A indústria continua sofrendo, até porque o Plano Real não se completou. A culpa não foi das pessoas que o elaboraram, mas de nós, que não demos continuidade. A indústria não aceitou o desafio da inserção global competitiva, não abrimos as nossas fronteiras como devíamos, não partimos para uma reforma tributária, não fizemos uma reforma de serviço público como se deveria e, portanto, o plano ficou incompleto, embora ele estivesse todo escrito no projeto original.
Eu acho que, infelizmente, as pessoas hoje em dia não fazem ideia da importância de termos acabado com a inflação. Se nós tivéssemos continuado o País não teria sobrevivido. Teríamos, talvez, algumas grandes empresas oligopolistas e monopolistas que conseguiriam repassar preços, mas, o restante seria dizimado.
Essas empresas teriam de vender para um público muito específico, porque a pobreza seria muito maior. Então, o fato de nós termos acabado com a inflação é uma coisa absolutamente divisora no País. Por não ter feito as outras coisas, o Brasil ficou muito longe do potencial que tinha, mas acabar com a inflação é o que nos deu a base para construir coisas nestes últimos 30 anos e daqui para frente.
A inflação não é mais um problema. Às vezes ficamos preocupados porque subiu um pouquinho, mas a inflação não é mais um problema. Essa turma que fez o Plano Real conseguiu acabar com a inflação. Agora, nós temos de trabalhar em outras coisas. Precisamos trabalhar em cima de uma reforma tributária, pois há uma série de grupos de interesse tentando desvirtuá-la.
O fato de haver o IVA já é uma questão positiva. Estamos décadas atrasados, mas é um ponto positivo. Precisamos abrir as nossas fronteiras e ter coragem de invadir a praia dos gringos, de aproveitar as possibilidades que o Brasil tem em vários sentidos, inclusive geopolíticos.
Precisamos fazer uma reforma nas despesas públicas neste País, o que fere muita gente e fere muitos interesses, mas isso precisa ser feito. Ou seja, há um roteiro relativamente claro, ele só precisa ser seguido. Eu não sei se ele será seguido nos próximos anos, mas todos têm feito força para que ele ande para frente, inclusive o próprio ministro da Fazenda, que muitas das vezes fica sozinho, gritando lá no meio do governo ao qual ele mesmo pertence.”
Maria Silvia Bastos Marques
Era secretária de Fazenda da cidade do Rio de Janeiro entre 1993 e 1996, antes de assumir o comando de grandes grupos privados, começando pela CSN e passando pelo grupo Icatu e Goldman Sachs.

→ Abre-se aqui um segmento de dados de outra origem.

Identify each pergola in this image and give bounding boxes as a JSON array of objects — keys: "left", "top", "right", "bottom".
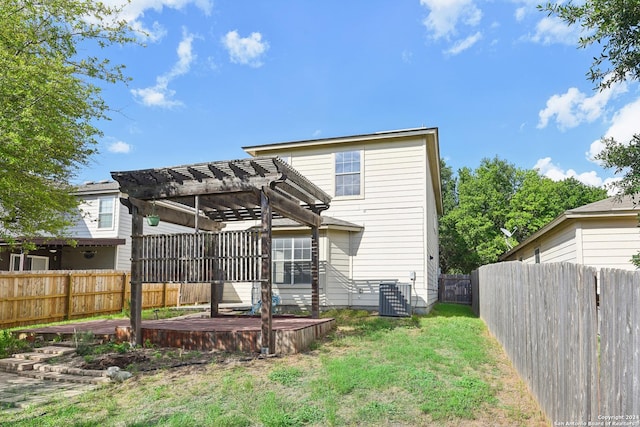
[{"left": 111, "top": 157, "right": 331, "bottom": 353}]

Também presidiu o BNDES. Em fevereiro de 1997, foi incluída em lista da Revista Time como única mulher entre os 12 executivos mais poderosos do mundo.
“Começamos a nos preparar para o Plano Real desde o momento em que as primeiras medidas foram anunciadas. O prefeito Cesar Maia e seu time já vinham fazendo uma gestão profundamente transformadora desde o início do mandato, com muita ênfase em revisão de processos, medidas de controle e de racionalização, modernização de procedimentos e ferramentas (como, por exemplo, a criação do DARM, documento único de arrecadação municipal com código de barras, altamente inovador à época, que nos permitiu apropriar a arrecadação em prazo recorde, reduzindo o float dos bancos, o que, naquele período, representava muito dinheiro).

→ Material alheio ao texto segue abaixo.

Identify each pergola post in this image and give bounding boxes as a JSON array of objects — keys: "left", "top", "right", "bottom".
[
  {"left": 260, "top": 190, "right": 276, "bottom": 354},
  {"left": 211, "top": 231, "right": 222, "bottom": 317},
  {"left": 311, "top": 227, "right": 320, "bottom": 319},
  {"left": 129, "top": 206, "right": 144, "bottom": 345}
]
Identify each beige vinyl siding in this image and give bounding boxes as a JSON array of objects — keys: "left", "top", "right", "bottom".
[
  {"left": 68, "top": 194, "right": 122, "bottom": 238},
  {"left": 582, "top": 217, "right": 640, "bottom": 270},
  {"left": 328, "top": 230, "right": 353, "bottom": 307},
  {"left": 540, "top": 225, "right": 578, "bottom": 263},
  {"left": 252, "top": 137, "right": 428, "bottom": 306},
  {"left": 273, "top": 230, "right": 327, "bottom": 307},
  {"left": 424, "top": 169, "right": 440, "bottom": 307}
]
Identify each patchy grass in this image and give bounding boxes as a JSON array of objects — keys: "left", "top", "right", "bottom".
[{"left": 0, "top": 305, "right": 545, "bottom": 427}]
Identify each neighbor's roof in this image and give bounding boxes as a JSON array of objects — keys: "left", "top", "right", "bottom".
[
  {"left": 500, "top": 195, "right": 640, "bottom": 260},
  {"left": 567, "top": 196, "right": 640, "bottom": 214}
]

Na secretaria de Fazenda, eu tinha, por mandato do prefeito, a gestão tanto sobre o Tesouro (caixa) quanto sobre o Orçamento (planejamento). Além disso, a gestão financeira da administração indireta (estatais e autarquias) e do fundo municipal de saúde, também estava sob nossa gestão. Ter todas as rédeas nas mãos facilitou muito o processo de transição.

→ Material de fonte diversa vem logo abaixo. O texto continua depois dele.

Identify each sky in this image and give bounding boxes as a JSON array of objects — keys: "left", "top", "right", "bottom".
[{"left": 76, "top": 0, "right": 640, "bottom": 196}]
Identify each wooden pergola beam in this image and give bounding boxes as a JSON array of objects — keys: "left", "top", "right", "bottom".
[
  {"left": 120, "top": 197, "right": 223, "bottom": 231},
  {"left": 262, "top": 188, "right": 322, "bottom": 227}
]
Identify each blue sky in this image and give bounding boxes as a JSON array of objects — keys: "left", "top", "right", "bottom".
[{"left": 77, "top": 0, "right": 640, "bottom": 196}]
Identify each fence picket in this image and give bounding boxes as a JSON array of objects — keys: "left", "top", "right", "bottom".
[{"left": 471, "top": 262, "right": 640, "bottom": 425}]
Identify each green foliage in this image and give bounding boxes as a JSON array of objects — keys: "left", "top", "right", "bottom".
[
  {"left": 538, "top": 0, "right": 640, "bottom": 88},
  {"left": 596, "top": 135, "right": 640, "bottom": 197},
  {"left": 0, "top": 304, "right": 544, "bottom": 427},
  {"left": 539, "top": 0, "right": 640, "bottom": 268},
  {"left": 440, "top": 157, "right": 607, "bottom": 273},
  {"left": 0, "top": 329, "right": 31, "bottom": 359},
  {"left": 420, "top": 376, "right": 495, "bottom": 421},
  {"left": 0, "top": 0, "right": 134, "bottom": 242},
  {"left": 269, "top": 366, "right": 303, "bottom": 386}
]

Bom lembrar que o prefeito era também economista e muito experiente, havia sido secretário de Fazenda do Estado do Rio e deputado federal. No processo de preparação para a entrada do real, o prefeito organizou reuniões e seminários com os secretários e equipes, para explicar o Plano Real e seus impactos sobre a arrecadação, folha de pagamento e o valor dos contratos.
Teríamos de rever todos os contratos, pois a queda abrupta da inflação aumentaria seus valores em termos reais, elevando instantaneamente nossas despesas. A determinação do prefeito foi para que todos os contratos fossem renegociados, de modo a retirar o componente da inflação inercial, e, caso não houvesse sucesso em alguma renegociação, cancelar o contrato e fazer nova licitação.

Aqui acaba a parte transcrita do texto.